Assembling Your Walking Wheel


Someone asked me how to put her antique Walking Wheel together. It had been dismantled, boxed and shipped to her. It is completely easy.

Lay all the parts to the wheel out on the floor. The first part to look at is the largest board, this is the “bed” of the wheel. Place it about where you want the wheel to be leaving about 3 to 4 feet behind it for you to walk around it and to spin back to.

Now find the legs. There should be 2 the same and a longer one. Put the back legs in the holes in the bottom of the bed, lifting the bed up enough to slip them in. They likely are on a slant, so there will be a flat spot at the bottom for them to sit flat on the floor. Adjust so the back is stable and firmly on the floor.

Slip the front leg into its hole. This should have the bed sitting at an angle, not flat on the floor. This leg also will have a flat spot on the bottom so it isn’t standing on its toe. Press firmly on the bed so the wheel is firmed against the floor.
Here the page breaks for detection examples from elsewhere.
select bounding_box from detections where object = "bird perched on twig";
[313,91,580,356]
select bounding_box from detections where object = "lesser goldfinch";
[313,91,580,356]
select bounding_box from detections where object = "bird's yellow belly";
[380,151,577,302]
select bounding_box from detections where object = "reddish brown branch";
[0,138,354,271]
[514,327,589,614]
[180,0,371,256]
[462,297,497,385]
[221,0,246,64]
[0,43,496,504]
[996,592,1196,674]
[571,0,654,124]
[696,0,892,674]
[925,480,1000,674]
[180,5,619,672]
We don’t want it tipping over.

Now we come to the wheel post. It has a large spike, this should be at right angles to the bed facing out at you. Put Vaseline on this and on the leather washer that is on the wheel post. No leather washer? Easy to fix, just go to the leather shop and get a scrap of heavy belt leather about 2 inches square and cut it round, in exact center cut a hole the size of the back of the wheel axle. Turn the smooth face out, but put Vaseline on both sides of it. Slip the Wheel on the axle and turn it gently.

The wheel post should lean back from center and toward the back wall just a bit with the axle level. This is the angle needed to prevent the wheel from spinning off the post and axle and crashing on the floor. If it is properly angled it won’t need a pin in the end of the axle.
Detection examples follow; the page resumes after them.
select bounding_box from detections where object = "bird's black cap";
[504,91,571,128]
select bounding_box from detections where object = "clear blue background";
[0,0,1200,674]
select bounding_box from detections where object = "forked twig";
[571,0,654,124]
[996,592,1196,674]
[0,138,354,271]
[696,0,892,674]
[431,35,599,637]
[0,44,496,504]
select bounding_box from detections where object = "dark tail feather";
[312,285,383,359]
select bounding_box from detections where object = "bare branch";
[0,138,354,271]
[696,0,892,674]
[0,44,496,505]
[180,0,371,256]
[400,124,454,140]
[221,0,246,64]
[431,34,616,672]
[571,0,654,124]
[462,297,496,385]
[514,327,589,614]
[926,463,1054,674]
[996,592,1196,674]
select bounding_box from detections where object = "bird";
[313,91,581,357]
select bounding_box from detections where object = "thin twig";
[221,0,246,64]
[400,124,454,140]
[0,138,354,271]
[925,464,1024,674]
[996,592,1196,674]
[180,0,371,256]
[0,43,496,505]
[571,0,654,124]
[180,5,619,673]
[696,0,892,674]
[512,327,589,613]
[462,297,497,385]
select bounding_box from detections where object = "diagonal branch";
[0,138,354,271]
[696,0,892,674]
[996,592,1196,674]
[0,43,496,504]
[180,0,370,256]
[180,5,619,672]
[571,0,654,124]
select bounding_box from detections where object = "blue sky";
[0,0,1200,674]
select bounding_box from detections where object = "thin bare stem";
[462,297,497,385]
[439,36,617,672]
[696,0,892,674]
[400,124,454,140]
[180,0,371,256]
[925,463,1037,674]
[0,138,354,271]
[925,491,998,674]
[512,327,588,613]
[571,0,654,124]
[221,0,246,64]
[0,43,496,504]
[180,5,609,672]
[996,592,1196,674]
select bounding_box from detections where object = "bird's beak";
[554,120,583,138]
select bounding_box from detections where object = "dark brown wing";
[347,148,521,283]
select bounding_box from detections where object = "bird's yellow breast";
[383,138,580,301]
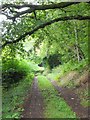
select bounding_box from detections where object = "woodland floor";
[51,81,90,118]
[22,77,90,118]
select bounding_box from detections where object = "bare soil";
[50,80,90,119]
[21,77,44,118]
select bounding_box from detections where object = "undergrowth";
[2,74,34,118]
[37,75,76,118]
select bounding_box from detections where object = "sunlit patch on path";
[22,77,43,118]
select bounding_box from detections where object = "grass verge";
[2,74,34,118]
[37,75,76,118]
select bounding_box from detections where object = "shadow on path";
[22,77,43,118]
[50,80,90,119]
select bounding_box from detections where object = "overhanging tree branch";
[2,2,80,19]
[2,16,90,48]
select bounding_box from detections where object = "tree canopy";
[1,1,90,48]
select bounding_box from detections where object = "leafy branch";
[0,2,80,19]
[2,15,90,48]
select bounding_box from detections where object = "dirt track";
[50,80,90,119]
[22,77,43,118]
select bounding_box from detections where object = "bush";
[2,59,32,87]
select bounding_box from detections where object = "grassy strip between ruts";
[2,74,34,118]
[37,75,77,119]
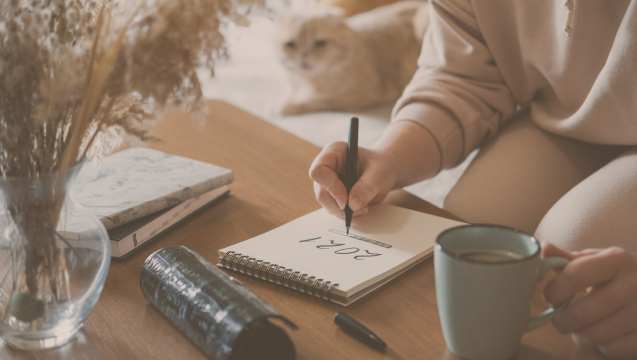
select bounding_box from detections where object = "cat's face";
[276,14,350,75]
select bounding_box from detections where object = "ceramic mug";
[434,225,570,360]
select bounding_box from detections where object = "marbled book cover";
[73,148,234,230]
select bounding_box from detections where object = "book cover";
[72,148,234,230]
[108,185,230,258]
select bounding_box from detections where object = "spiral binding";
[221,251,338,301]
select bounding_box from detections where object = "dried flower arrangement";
[0,0,265,330]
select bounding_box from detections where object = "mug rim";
[436,224,542,265]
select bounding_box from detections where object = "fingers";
[544,248,630,304]
[314,182,345,218]
[573,303,637,344]
[349,162,391,211]
[553,281,637,334]
[314,182,369,219]
[309,142,347,208]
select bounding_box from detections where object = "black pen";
[344,117,358,235]
[334,311,387,350]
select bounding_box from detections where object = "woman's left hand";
[542,243,637,358]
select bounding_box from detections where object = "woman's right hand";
[310,141,396,218]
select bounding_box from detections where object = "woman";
[310,0,637,357]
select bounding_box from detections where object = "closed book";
[72,148,234,230]
[108,185,230,258]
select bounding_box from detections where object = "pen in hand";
[334,311,387,351]
[344,117,358,235]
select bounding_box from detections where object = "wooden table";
[0,101,603,360]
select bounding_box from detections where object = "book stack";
[73,148,234,258]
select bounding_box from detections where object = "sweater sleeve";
[392,0,517,169]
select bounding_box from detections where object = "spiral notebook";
[218,204,464,306]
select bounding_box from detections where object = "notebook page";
[220,204,463,297]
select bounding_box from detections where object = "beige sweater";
[392,0,637,168]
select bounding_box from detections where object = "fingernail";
[334,195,347,210]
[349,195,363,211]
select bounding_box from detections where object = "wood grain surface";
[0,101,603,360]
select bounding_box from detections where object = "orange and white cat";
[276,1,429,115]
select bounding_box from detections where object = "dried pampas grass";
[0,0,265,178]
[0,0,265,326]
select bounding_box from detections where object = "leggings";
[443,112,637,252]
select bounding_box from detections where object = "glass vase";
[0,164,111,350]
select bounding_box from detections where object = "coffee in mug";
[434,225,569,360]
[454,249,522,263]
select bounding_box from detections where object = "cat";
[275,1,429,116]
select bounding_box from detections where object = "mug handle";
[526,257,573,331]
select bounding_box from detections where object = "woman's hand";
[542,243,637,358]
[310,121,440,218]
[310,141,396,218]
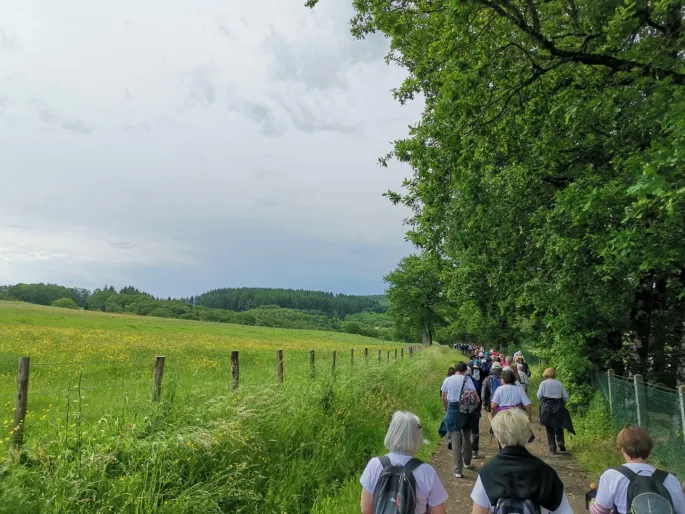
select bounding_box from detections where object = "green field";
[0,302,454,514]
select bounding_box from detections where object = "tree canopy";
[307,0,685,386]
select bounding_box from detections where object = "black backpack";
[495,498,542,514]
[373,455,423,514]
[616,466,674,514]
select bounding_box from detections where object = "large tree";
[308,0,685,385]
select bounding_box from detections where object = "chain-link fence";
[594,371,685,478]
Tensioner is some mechanism, that either slides and has a band across it and around the bed or it has a screw mechanism that pulls it to another post at the front of the bed.

In the first case of the piece of lumber that has a band around it, slip the mother-of-all post into the hole on the end of this board. In the second case slip the 2 posts into their respective holes. These are the two types of tensioners I am familiar with. I have one of each.
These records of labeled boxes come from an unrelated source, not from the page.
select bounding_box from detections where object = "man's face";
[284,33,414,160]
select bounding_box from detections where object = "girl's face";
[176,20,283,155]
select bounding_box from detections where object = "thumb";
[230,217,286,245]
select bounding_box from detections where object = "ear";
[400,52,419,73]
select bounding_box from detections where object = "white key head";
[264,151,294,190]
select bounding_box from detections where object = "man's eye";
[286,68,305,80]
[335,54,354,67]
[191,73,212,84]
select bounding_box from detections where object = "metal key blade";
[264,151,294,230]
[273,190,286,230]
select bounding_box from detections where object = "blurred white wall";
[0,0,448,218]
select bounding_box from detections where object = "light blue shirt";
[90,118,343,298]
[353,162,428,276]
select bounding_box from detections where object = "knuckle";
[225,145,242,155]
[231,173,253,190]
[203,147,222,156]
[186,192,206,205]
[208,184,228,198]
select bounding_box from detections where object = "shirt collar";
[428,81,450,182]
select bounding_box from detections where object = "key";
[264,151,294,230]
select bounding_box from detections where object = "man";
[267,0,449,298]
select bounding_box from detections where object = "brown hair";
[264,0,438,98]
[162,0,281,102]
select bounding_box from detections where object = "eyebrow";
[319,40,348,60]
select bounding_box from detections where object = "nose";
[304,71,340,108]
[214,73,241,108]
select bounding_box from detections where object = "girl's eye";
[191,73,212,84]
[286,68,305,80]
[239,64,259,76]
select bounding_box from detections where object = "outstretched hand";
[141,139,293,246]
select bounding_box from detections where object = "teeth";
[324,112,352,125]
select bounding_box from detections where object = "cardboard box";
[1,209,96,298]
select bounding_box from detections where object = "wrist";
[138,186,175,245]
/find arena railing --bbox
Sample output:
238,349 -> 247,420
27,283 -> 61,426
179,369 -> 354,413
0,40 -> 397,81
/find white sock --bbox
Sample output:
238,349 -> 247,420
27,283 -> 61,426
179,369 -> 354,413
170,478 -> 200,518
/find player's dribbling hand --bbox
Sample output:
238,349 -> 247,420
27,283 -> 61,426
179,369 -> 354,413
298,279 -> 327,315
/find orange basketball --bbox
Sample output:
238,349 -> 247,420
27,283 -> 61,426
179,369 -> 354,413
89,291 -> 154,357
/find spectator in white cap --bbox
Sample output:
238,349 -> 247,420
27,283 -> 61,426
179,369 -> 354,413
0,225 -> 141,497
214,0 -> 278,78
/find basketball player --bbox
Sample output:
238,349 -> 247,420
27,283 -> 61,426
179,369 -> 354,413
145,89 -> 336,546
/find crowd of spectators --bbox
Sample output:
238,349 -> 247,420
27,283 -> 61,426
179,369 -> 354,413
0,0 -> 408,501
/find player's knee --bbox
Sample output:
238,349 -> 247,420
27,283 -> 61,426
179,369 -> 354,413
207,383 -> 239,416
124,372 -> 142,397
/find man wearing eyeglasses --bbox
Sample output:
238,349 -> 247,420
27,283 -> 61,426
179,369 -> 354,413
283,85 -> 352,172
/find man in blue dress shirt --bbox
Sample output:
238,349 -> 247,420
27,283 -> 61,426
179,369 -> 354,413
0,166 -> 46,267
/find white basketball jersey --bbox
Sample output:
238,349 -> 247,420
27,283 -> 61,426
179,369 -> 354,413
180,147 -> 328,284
Now for the mother-of-all! It slips onto the top of the longest post at the front of the wheel with the whorl facing the wheel. There should be holes in the mother-of-all for the maidens to drop into. If it doesn’t fit tightly, get a small piece of lining leather and put a slim strip of it on the post then slip the mother-of-all over it and the post top. It must not turn freely. It must be tight.

The spindle and whorls I have are the simple ones. One fits through holes in the Maidens and the other is tied onto the Maidens with corn shucks and linen thread. They both have the whorl directly on the spindle, which is a steel pin about 12 inches long and very sharp on the long end.

The drive band should be made of rough cotton cord, which I cannot find in any store so I used crochet cotton size 10 or bedspread cotton and chained it to fit around the wheel and the whorl. This can then be tied together and stretched and retied till you have it the length you need for spinning. It needs to be waxed with beeswax.